Kerem sabah gözlerini sıkıntıyla açtı. Direkt aklına dün gece verdiği söz gelince gözlerini kapatıp bir süre durdu. Sıkıntıyla devam eden hayatına yine sıkıntı eklenmiş ve çığ gibi büyüdükçe büyüyordu.

Yatağından kalkıp her zamanki yaptığı gibi pencereden dışarı baktı. Dün gece yağan yağmur ve ayazdan sonra pencerenin üzerindeki yağmur damlaları buz tutmuştu.

Tıpkı yıllardır buz tutan kalbi gibi.


Sıkıntıyla başını çevirdiğinde o kızın yatakta olmadığını gördü. Elleriyle yüzünü kapatıp başını eğdi.
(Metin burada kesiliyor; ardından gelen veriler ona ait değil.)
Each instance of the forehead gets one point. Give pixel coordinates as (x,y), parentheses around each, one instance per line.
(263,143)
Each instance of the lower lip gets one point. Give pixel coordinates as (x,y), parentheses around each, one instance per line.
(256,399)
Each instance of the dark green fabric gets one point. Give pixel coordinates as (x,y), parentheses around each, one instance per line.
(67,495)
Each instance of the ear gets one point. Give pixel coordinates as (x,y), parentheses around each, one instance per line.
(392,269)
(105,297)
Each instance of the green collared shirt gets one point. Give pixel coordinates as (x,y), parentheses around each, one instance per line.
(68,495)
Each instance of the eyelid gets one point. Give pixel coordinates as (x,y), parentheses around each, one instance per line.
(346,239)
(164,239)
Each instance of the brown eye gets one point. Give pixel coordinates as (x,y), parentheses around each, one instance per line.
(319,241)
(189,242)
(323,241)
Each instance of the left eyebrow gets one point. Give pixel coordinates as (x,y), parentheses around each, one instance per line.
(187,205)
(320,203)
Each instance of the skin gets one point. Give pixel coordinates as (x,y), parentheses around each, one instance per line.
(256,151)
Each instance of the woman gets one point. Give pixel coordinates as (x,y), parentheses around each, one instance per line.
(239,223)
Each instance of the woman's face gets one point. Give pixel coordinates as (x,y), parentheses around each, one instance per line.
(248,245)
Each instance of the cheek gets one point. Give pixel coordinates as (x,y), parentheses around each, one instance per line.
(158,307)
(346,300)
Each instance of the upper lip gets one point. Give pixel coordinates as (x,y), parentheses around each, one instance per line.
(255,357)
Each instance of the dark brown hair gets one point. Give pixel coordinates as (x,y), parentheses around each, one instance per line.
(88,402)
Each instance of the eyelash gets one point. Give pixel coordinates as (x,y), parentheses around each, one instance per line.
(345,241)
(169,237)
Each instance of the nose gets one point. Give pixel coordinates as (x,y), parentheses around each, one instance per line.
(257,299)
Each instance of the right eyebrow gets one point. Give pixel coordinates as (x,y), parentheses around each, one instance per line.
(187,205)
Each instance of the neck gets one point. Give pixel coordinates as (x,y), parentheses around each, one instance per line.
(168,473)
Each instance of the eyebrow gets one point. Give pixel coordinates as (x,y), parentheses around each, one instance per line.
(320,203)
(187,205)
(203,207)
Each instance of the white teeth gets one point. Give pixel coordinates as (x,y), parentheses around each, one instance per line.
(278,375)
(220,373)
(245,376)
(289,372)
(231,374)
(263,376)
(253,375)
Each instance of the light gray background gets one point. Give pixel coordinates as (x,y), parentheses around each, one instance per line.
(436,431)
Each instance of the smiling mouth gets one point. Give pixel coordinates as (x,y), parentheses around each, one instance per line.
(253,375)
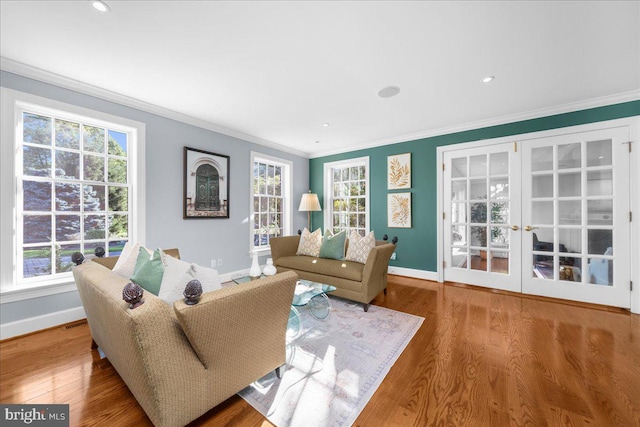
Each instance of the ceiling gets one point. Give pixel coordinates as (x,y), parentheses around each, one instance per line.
(277,72)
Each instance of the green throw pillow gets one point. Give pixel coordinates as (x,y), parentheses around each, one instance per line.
(148,273)
(333,245)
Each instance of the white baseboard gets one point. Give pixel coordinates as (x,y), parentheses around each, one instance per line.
(416,274)
(32,324)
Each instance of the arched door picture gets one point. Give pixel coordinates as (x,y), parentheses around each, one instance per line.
(206,184)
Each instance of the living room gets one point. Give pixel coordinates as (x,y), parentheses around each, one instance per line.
(168,128)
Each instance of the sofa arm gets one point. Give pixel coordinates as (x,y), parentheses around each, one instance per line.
(377,262)
(243,325)
(283,246)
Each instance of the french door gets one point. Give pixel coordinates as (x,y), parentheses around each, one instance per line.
(575,195)
(546,216)
(481,216)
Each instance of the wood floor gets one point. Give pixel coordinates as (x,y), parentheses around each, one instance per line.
(481,358)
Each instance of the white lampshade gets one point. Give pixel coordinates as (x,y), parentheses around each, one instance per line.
(309,202)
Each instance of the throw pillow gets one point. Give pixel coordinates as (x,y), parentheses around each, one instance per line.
(310,243)
(148,274)
(333,245)
(126,263)
(359,247)
(174,278)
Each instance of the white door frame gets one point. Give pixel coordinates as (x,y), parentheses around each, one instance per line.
(634,130)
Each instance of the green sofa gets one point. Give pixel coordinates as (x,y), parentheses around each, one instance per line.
(354,281)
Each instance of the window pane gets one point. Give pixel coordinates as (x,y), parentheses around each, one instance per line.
(67,197)
(94,227)
(94,198)
(542,159)
(118,226)
(118,199)
(36,161)
(93,139)
(36,229)
(600,212)
(599,153)
(278,182)
(37,196)
(90,247)
(570,212)
(600,183)
(67,227)
(569,156)
(63,255)
(117,143)
(36,129)
(117,170)
(569,184)
(67,164)
(36,261)
(115,247)
(67,134)
(93,168)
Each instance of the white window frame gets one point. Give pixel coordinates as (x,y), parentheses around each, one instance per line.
(287,192)
(13,103)
(328,189)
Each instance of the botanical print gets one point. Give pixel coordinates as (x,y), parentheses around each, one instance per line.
(399,171)
(399,210)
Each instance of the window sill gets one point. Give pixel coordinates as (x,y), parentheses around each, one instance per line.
(37,290)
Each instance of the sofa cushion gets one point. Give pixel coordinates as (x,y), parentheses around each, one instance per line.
(178,273)
(148,273)
(310,243)
(328,267)
(359,247)
(333,245)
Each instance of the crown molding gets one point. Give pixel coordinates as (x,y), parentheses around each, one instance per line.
(511,118)
(39,74)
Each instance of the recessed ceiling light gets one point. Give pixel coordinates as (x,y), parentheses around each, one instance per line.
(389,91)
(101,6)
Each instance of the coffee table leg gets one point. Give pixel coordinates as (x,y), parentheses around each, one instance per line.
(320,306)
(294,326)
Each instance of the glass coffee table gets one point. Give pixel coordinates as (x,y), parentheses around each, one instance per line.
(314,296)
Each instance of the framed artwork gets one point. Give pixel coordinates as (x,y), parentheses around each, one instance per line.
(399,210)
(206,184)
(399,171)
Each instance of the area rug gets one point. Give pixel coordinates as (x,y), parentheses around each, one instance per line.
(334,365)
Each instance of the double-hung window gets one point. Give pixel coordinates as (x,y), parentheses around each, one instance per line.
(271,200)
(73,190)
(346,190)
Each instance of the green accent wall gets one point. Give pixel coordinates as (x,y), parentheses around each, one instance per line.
(417,246)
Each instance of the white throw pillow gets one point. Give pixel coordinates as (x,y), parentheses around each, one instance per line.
(359,247)
(175,278)
(126,262)
(310,243)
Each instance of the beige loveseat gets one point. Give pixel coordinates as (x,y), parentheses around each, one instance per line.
(181,361)
(354,281)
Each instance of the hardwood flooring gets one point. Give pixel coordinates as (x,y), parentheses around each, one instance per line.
(481,358)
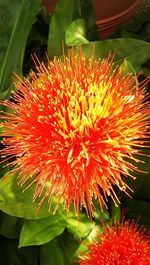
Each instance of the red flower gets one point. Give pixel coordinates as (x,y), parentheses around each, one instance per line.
(73,127)
(121,244)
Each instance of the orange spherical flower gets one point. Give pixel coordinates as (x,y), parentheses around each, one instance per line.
(73,127)
(120,244)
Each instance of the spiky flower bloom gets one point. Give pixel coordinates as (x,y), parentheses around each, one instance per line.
(120,244)
(73,127)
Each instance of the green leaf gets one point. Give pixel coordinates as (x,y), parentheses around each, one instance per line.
(137,52)
(65,12)
(11,255)
(79,228)
(15,202)
(38,232)
(10,226)
(60,250)
(18,17)
(76,33)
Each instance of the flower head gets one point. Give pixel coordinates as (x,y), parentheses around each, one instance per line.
(75,127)
(120,244)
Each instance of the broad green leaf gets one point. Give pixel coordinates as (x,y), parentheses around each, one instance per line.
(15,202)
(60,250)
(18,17)
(38,232)
(11,255)
(137,52)
(76,33)
(65,12)
(79,228)
(10,226)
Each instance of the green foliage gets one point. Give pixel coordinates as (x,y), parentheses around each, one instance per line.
(137,52)
(43,230)
(76,33)
(14,202)
(25,28)
(60,251)
(17,18)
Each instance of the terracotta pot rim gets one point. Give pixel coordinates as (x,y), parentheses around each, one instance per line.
(121,17)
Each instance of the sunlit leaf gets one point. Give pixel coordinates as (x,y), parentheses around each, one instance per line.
(38,232)
(15,202)
(17,18)
(76,33)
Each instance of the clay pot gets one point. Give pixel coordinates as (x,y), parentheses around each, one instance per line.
(109,14)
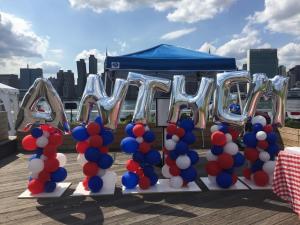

Düşünmesi için kafasının boş olması ve aynı zamanda sakin düşünmesi lazımdı. Bunun için yapması gereken tek şey her zaman yaptığını yapmaktı.



Hemen üzerini giyinip aşağı indi. Kahvaltı henüz hazırlanmamıştı. Saatine baktığında çok erken olduğunu görünce şaşırdı. Hem gece boyu uyuyamayıp hem de erkenden kalkması hiç alışkın olmadığı bir durumdu. Beklemek için vakti yoktu ve hemen mutfağa indi. İçeriden gelen sesleri duyunca bir an dikkat kesilip aralık kapıdan içeri baktı. O kız evin yardımcılarıyla oturmuş konuşuyordu. Dikkatle bakarken konuşulanları dinlemeye başladı.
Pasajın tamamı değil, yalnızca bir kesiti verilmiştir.